Episode 142: We Don’t Have To Live Like This
What does it mean to be a Prison Industrial Complex (PIC) Abolitionist? L. Joy brings Mariame Kaba to the front of the class to break down the practice and organizing vision of PIC Abolitionists, and to discuss Kaba’s latest book “We Do This 'Til We Free Us: Abolitionist Organizing and Transforming Justice.”
Our Guest
Mariame Kaba is an organizer, educator and curator, whose work focuses on ending violence, dismantling the prison industrial complex, transformative justice and supporting youth leadership development. The new book, “We Do This Till We Fee Us” is a reflection from Kaba on the prison industrial complex abolition as well as a vision for collective liberation.
Kaba has founded and co-founded multiple organizations and projects over the years. They include Project NIA, a grassroots organization with a vision to end youth incarceration, the Chicago Freedom School, the Chicago Taskforce on Violence against Girls and Young Women, the Chicago Alliance to Free Marissa Alexander and the Rogers Park Young Women’s Action Team (YWAT) among others.
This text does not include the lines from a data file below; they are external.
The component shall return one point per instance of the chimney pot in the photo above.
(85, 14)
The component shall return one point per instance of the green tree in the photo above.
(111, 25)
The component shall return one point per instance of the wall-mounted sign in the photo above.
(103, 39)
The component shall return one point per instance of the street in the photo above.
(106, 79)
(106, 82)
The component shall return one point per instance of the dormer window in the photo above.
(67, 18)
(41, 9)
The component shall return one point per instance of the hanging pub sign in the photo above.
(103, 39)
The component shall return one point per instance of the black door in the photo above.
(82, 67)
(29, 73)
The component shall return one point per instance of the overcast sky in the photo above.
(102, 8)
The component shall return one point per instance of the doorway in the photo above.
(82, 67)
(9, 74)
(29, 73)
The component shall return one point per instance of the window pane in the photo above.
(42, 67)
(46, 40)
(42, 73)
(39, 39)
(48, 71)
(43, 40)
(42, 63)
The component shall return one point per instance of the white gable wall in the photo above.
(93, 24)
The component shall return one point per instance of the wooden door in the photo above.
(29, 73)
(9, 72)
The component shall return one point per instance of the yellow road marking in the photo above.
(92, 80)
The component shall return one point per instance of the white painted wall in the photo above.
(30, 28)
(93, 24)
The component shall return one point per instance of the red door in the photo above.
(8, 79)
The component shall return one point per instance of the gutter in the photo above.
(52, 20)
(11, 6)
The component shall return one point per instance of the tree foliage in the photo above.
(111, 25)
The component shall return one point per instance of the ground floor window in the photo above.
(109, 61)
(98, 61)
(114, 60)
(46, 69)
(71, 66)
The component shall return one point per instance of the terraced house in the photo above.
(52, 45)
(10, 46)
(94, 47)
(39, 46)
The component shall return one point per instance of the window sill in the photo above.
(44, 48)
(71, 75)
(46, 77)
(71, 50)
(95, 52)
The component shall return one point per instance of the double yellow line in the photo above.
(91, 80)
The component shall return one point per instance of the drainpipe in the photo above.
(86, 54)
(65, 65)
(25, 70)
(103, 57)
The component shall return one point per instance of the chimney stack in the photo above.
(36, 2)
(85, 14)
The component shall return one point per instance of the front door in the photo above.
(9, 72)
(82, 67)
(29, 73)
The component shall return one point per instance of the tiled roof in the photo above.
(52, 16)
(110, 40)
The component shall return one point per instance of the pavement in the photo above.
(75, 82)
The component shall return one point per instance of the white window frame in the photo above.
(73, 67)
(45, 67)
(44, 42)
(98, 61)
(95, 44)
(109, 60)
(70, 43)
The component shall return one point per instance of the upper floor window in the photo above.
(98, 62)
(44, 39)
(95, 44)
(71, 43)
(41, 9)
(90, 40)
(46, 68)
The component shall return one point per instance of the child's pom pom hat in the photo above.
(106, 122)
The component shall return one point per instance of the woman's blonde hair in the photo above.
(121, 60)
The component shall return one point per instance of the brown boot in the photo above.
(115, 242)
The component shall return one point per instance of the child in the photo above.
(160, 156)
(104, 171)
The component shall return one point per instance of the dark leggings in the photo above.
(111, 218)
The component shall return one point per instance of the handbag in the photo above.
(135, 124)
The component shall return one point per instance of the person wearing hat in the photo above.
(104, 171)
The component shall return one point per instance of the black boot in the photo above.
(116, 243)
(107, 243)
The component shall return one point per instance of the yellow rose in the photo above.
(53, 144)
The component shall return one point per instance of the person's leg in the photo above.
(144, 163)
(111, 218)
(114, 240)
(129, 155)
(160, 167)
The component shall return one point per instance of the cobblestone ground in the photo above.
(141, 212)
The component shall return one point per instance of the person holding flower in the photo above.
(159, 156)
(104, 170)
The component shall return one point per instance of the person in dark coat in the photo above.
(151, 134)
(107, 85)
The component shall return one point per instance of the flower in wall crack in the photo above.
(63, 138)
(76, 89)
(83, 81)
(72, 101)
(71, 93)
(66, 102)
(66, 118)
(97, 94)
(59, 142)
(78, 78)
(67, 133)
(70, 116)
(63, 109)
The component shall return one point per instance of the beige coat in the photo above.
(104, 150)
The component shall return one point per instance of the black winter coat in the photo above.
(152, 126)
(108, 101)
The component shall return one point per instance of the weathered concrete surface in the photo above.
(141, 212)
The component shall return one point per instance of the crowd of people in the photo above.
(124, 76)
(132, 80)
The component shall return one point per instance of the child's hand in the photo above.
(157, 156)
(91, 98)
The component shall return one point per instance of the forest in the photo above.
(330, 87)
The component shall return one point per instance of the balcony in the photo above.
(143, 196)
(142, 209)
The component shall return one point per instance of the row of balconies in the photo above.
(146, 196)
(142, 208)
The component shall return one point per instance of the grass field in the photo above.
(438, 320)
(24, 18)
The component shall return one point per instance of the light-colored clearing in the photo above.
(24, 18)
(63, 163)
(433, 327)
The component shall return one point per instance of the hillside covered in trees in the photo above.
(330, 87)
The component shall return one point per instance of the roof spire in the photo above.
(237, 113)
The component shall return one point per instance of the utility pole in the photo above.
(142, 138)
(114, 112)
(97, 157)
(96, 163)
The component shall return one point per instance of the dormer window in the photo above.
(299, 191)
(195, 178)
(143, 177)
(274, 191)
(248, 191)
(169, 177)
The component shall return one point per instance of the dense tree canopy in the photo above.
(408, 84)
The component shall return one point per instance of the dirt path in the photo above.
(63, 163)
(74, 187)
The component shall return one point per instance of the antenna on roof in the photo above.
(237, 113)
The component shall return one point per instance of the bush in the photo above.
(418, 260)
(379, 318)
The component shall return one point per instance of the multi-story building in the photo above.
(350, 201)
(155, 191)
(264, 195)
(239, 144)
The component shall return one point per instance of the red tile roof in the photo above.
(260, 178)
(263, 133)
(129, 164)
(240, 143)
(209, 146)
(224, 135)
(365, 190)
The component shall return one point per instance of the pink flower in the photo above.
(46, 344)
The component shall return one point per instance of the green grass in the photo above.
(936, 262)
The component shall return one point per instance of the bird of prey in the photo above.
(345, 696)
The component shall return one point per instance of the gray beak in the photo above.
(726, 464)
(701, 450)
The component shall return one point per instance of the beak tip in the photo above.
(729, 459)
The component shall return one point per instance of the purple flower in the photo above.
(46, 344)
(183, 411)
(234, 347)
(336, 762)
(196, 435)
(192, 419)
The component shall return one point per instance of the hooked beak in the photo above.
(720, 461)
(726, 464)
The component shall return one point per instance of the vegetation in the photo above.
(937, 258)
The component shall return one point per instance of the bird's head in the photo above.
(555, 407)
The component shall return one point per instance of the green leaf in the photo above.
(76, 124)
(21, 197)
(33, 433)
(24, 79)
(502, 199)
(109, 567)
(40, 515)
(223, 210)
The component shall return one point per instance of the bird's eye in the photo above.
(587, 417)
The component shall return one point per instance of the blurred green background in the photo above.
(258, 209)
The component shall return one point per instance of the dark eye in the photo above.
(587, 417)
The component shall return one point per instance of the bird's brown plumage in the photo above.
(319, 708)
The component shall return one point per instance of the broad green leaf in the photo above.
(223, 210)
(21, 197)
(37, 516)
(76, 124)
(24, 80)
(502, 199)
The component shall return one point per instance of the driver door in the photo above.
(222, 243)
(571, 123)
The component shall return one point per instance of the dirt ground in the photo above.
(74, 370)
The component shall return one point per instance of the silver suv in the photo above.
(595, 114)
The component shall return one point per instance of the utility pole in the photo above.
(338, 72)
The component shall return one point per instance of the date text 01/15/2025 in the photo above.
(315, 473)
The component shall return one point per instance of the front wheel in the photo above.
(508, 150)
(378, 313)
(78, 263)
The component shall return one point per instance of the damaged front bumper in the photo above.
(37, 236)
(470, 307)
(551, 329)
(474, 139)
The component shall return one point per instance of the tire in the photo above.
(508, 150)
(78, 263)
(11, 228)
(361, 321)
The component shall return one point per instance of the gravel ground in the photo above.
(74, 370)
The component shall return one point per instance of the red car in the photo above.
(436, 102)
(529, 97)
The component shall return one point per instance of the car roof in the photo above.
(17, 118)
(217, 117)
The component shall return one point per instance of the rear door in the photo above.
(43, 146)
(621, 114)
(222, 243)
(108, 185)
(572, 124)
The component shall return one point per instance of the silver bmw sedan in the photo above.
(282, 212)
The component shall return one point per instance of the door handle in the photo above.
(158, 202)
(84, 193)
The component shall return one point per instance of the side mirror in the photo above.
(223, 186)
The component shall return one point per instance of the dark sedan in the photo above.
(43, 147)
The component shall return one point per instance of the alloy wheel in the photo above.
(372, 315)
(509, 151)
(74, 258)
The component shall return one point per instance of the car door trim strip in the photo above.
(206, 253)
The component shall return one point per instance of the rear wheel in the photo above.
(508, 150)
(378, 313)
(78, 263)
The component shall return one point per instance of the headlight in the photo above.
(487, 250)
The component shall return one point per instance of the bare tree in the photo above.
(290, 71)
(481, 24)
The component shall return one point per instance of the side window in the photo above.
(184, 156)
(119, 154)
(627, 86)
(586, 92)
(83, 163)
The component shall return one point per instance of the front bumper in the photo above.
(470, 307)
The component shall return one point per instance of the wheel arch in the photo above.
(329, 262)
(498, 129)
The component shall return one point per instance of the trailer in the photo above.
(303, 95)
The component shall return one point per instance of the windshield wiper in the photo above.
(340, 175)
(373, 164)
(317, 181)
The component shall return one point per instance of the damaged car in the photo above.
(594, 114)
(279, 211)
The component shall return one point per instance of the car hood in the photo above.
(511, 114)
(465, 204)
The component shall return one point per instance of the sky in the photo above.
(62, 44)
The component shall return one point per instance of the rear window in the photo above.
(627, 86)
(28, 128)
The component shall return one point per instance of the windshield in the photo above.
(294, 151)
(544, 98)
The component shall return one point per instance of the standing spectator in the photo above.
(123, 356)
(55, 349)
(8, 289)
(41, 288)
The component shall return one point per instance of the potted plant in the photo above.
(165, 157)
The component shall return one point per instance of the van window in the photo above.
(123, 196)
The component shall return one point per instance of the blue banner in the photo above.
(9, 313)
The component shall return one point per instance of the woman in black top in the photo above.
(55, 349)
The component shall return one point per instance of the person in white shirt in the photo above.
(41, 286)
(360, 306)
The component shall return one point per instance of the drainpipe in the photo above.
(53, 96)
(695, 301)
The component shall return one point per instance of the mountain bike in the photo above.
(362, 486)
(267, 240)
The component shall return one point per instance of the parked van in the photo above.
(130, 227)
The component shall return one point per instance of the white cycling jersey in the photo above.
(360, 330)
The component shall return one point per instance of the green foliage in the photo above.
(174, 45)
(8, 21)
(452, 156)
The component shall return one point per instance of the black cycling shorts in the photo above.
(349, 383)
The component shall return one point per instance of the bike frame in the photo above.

Kaba has served on various boards, was a 2016-2017 Soros Justice Fellow. Awarded the 2020 Lannan Cultural Freedom Fellowship, among other awards, and was a researcher in residence on Race, Gender, Sexuality and Criminalization at the Social Justice Institute of the Barnard Center for Research on Women from 2018-2020. Kaba also worked with Andrea J. Ritchie, fellow Researcher-in-Residence, on a new initiative called Interrupting Criminalization: Research in Action.
With a long history in the fields of education and youth development, having taught high school and college students in New York and Chicago, sociology and Black studies courses at Northeastern Illinois University, Northwestern University, and Columbia University, Kaba has developed and facilitated many workshops and presented at events.